Juan miraba a Lázaro mover la boca pero la boca no decía nada. Luchaba por hablar y su frente rezumaba sudor. En esas pequeñas gotas brillaba el fuego de la vela, la flama se movía como si tuviera huesos. Lázaro tenía demasiada fiebre. Espera un poco, le dijo Juan, mañana volvemos a cabalgar y algo encontraremos. Trató de mojar su boca con una tuna ácida, pero Lázaro dejó caer su lengua blanca y entornó sus ojos como si se mirase hacia adentro.

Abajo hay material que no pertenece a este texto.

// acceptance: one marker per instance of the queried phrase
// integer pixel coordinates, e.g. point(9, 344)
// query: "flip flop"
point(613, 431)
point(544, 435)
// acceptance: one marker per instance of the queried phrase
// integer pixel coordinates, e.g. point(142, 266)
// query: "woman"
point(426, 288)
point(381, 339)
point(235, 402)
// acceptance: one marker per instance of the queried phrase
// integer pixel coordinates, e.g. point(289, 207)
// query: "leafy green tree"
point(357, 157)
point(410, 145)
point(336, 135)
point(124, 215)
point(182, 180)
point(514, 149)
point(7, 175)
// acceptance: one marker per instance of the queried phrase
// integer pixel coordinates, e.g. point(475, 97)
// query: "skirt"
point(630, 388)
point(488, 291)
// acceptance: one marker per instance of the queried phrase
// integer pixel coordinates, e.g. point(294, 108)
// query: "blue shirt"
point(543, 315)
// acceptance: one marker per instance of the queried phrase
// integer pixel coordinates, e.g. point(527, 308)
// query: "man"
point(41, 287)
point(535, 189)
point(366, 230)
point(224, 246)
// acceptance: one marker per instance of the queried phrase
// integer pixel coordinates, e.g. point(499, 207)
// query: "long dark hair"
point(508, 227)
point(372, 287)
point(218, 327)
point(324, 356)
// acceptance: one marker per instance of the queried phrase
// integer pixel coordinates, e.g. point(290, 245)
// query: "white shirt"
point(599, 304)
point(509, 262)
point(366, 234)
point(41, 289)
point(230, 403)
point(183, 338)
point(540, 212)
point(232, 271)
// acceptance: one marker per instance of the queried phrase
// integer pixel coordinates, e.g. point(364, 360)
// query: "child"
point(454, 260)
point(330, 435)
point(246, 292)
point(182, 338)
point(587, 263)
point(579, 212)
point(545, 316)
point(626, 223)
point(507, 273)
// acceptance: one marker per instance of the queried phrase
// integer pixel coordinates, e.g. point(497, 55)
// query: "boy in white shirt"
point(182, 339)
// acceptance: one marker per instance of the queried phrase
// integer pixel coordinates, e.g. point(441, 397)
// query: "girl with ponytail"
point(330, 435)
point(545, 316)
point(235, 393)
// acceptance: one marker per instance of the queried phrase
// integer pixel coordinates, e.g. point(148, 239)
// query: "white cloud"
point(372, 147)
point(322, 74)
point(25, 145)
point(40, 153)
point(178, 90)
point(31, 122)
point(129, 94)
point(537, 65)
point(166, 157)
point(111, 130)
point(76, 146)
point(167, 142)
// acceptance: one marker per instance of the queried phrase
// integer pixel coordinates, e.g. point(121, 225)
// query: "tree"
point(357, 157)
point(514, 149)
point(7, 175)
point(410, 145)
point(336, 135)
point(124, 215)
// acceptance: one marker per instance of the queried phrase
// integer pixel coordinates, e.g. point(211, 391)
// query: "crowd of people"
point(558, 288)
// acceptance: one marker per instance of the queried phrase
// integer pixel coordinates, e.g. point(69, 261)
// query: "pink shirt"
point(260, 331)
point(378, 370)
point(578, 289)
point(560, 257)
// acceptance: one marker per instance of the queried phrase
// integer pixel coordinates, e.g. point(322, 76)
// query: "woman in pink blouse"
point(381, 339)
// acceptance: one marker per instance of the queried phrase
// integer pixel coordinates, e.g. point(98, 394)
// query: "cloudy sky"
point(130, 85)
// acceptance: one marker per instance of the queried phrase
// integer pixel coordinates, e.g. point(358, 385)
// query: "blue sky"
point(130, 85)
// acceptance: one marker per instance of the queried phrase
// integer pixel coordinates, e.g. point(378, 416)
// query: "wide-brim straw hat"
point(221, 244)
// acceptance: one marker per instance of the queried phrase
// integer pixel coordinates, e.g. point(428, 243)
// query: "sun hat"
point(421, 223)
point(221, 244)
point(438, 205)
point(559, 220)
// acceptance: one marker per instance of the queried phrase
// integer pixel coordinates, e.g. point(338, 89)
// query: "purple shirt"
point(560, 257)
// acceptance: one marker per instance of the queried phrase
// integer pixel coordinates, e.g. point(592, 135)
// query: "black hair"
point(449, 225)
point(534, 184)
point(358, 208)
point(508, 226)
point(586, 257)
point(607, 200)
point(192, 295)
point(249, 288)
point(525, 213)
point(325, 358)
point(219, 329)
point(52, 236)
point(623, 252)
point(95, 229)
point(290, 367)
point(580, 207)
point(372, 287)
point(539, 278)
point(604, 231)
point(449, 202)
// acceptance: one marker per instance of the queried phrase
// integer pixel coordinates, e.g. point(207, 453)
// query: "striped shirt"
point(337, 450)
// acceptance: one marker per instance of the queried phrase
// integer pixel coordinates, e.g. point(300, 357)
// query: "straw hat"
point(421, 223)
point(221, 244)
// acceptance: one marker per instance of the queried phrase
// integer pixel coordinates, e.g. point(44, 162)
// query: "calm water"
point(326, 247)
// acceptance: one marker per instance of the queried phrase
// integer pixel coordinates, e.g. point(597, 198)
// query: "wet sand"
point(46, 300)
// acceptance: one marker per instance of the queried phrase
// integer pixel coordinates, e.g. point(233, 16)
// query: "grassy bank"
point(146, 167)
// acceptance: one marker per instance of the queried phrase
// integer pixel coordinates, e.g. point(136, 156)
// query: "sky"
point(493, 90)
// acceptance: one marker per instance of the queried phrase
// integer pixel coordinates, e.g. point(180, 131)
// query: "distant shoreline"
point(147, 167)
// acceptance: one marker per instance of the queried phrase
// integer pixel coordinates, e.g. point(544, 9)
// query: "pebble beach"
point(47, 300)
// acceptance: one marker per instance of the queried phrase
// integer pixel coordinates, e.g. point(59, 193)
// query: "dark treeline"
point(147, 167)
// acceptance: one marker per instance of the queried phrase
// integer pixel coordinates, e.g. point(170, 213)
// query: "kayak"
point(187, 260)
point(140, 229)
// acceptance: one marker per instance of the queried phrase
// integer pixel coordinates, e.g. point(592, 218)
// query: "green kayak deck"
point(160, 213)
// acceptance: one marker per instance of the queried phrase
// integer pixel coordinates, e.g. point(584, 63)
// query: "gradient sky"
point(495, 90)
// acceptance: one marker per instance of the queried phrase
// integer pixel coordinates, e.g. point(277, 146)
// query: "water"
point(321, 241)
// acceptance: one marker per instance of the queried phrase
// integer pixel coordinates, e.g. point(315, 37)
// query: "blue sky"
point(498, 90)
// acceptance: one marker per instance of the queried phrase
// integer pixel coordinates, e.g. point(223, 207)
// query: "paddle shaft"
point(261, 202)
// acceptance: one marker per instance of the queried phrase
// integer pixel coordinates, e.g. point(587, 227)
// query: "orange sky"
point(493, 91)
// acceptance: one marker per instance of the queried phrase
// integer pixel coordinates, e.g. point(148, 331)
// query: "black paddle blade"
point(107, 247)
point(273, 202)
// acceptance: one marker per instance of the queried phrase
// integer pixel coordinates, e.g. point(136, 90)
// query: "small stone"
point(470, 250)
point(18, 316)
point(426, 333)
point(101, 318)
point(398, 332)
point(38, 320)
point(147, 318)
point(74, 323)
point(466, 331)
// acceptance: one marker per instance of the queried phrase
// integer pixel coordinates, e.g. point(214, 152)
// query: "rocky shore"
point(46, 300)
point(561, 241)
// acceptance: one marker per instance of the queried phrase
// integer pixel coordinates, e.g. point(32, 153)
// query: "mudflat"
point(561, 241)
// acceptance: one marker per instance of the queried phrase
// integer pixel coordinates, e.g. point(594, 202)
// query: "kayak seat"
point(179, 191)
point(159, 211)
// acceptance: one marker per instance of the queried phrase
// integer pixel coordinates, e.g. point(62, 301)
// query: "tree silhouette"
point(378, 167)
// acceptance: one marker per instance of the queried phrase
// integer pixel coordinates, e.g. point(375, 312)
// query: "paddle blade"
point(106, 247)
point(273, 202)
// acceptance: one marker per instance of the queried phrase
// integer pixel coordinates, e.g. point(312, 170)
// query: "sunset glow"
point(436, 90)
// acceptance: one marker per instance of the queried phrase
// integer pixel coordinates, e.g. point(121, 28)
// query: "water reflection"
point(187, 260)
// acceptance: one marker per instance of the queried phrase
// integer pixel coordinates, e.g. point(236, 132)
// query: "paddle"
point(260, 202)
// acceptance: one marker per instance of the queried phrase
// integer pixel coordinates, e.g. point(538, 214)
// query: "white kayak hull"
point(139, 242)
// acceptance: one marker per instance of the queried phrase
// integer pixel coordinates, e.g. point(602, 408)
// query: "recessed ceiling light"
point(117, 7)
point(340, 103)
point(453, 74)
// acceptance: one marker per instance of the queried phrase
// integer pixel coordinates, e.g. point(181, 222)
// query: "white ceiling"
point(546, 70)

Muerto Lázaro, Juan monta en cólera y azota sus puños contra las piedras. Minutos más tarde, con jirones de carne colgando de sus nudillos, se preguntará si le serán necesarios para pelear con alguien. Si Lázaro hubiese muerto teniendo la razón, entonces la respuesta será sí: fue un grave error haber dejado los nudillos en las piedras. Si eso que Lázaro dijo antes de morir es cierto, habrá que luchar. Dos bandos enemigos se unirían sólo para torturarlo. Una vez muerto el perro se acabó la sarna, dirían. Los imagina atando la mitad superior de su cuerpo al torso de un caballo, la mitad inferior en una mula enloquecida que arde en deseos de salir disparada a colmar su hambre con el poco pasto verde que resguarda la sombra de las piedras. Imagina fuego en los pies, lajas de piedra abriéndole los costados, cuchillos sin filo haciendo torpes amputaciones. Un miembro cayendo en la tierra y haciendo un golpe seco de pájaro partido. Juan decide que tiene que irse. Por sí o por no, tiene que irse.